- Associated Press - Monday, February 16, 2015

KAILUA-KONA, Hawaii (AP) - Some Big Island coffee farmers are fighting bugs with bugs. They’re raising an army of defenders to prey on one of the most devastating coffee pests.

Farmers are fighting coffee berry borers, the tiny insects that cause damage by boring and depositing eggs into the berry. When the larvae hatch they feed on the bean and destroy it, reducing the coffee yield and quality, West Hawaii Today reported Monday (https://bit.ly/1JmOg3L ).

Farmers are raising the small and familiar Flat Bark Beetles, which are known to attack other beetle species. They’re keeping the predators in kits filled with cracked corn and cornmeal to expand the population.

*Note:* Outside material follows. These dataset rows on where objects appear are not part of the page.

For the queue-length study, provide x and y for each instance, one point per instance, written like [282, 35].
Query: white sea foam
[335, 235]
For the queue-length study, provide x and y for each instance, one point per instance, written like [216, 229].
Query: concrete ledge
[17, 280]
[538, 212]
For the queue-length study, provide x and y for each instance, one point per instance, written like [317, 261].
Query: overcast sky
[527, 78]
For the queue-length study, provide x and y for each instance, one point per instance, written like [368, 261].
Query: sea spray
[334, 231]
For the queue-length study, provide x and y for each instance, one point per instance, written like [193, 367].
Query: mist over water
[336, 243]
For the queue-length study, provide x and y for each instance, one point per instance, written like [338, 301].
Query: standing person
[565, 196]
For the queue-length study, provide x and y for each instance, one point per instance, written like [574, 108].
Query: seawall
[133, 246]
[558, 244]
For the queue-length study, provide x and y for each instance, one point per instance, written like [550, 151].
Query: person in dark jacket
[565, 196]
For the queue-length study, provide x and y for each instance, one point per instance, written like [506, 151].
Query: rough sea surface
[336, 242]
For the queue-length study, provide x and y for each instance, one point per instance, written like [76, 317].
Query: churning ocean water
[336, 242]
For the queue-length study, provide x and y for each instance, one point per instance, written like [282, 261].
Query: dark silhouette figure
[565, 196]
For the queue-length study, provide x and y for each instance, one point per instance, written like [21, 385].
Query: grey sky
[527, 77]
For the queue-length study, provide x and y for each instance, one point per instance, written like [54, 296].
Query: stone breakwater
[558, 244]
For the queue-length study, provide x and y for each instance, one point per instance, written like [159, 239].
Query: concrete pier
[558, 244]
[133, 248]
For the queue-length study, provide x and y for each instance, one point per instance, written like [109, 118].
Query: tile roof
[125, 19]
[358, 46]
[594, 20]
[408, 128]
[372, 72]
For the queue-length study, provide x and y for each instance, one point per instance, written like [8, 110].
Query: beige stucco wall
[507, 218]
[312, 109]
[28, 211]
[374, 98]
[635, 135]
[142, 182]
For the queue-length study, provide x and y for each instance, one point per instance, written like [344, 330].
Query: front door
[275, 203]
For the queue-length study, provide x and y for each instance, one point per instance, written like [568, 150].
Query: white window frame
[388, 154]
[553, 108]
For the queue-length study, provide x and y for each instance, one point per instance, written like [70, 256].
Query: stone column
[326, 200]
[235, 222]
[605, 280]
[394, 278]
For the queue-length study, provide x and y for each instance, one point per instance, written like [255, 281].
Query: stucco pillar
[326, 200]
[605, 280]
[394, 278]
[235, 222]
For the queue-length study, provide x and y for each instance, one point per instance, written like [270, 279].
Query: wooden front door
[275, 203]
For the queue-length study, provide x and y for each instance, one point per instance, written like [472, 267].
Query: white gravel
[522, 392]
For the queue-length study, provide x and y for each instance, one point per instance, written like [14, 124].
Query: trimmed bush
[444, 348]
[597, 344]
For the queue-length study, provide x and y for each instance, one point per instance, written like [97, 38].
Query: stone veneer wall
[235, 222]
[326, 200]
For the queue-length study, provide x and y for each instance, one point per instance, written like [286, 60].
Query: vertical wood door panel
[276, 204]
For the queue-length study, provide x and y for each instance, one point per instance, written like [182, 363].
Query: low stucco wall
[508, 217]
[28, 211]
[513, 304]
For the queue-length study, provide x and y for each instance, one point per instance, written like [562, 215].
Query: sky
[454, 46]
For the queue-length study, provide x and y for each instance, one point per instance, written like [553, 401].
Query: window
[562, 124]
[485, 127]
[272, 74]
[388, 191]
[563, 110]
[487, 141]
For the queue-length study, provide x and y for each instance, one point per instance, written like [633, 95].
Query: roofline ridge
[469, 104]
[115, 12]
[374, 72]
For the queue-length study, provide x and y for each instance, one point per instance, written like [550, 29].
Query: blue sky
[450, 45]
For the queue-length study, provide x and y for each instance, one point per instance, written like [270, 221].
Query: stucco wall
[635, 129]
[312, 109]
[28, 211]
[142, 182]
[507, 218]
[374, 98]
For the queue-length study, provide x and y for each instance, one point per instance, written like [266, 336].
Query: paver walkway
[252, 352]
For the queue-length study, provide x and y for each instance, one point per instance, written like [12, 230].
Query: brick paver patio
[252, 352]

Kits were distributed at a free workshop given to more than 100 people about the current research efforts pertaining to predators of coffee berry borers in Hawaii. Ninety-five kits were distributed to farmers, each holding 75 to 100 beetles.

The war will likely begin in a few months when participating coffee farmers begin releasing the bugs on their properties. At that time, coffee farmers can take the container outside to their field, open it, and let the bugs crawl or fly out.



The kit users are not introducing a new insect, but rather, they’re augmenting an already-present insect population, said Andrea Kawabata, coffee and orchard crop assistant extension agent for the University of Hawaii’s College of Tropical Agriculture and Human Resources.